Свист даже встрепенулся от этих слов, видно было, они больно отозвались в его и без того изболевшейся душе.
– Было за что – это правда. Дали пять – согласился. Дали б десять – ни слова б не сказал. Все б отбыл. Заслужил – получил по справедливости. Только, знаешь, не хочу, чтоб всю жизнь попрекали. Что было, то прошло и быльем поросло. Нужно, еще отсижу, стерплю, только без бирки, без ярлыка – человек я, ярина зеленая… И хоть, может, балда безголовая, дурак самый последний, только, думаю, не хуже многих других – тихоньких, ровненьких… Вот…
Карпенко в ответ не сказал ничего. Все молчали, и слышно было, как выл-завывал за окном неумолчный осенний ветер.
8
Выйдя из сторожки, Овсеев прислушался. После света из печки, пусть ничтожно малого, в этой кромешной тьме ни зги не было видно, только порывисто лупил в стену дождь да завывал ветер. Бойца сразу объяла глухая осенняя ночь, тело вздрогнуло от зябкой промозглости, он поднял воротник и нерешительно ступил во тьму.
Под ботинками чавкала грязь, его обдавал дождь, с крыши стекало на пилотку, и тяжелое предчувствие все глубже и глубже забиралось в душу бойца.
Одно из двух, думал Овсеев, или все они во главе со старшиной дураки и остолопы, или он сам нытик и трус. Но трусом Овсеев себя не считал, он был способен на такие поступки, на которые решится не всякий. Просто теперь он понимал то, чего не хотели или не могли понять ни старшина, ни Свист, ни Глечик, ни Фишер, и это не на шутку встревожило его. Конечно же, их оставили в заслоне не для того, чтобы они, спокойно просидев сутки, могли затем догнать батальон.

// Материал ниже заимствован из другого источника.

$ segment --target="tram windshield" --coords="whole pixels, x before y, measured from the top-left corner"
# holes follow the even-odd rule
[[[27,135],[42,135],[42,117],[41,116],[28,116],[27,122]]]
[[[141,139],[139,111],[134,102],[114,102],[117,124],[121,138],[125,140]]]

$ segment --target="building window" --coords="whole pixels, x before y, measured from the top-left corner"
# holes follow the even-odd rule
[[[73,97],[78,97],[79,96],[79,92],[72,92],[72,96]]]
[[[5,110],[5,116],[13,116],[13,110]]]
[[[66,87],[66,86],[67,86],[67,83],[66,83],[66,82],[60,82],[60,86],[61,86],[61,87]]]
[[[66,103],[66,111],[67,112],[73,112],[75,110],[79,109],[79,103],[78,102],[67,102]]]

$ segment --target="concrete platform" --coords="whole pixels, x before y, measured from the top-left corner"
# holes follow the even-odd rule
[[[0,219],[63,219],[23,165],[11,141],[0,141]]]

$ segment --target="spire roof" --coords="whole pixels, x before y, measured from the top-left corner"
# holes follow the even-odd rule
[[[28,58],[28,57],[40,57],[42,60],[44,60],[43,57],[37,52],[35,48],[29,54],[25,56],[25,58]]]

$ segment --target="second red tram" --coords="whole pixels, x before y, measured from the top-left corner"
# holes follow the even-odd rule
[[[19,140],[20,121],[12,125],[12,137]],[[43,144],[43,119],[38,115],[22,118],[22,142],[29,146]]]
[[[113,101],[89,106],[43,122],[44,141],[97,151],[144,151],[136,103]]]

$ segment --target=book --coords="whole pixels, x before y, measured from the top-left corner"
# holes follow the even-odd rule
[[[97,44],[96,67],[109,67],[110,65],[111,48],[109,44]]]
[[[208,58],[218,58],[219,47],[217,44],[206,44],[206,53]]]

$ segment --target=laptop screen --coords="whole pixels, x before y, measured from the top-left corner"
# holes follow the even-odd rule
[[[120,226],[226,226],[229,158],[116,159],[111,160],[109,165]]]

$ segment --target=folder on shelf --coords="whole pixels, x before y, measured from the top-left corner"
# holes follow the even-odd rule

Если уж приказали держать эту дорогу, значит, именно здесь ожидается тот главный удар, которого хочет избежать полк. Но что они, шестеро, могут сделать против фашистской оравы, когда с ней четвертый месяц не справляется вся наша армия? Первым же ударом их тут прихлопнут, как комара на лбу. И кому только понадобилась такая их жертва? Явный просчет, глупая затея – не больше. А этот твердолобый тумак Карпенко уперся, как баран в новые ворота, и, знай себе, талдычит: приказано – выполняй.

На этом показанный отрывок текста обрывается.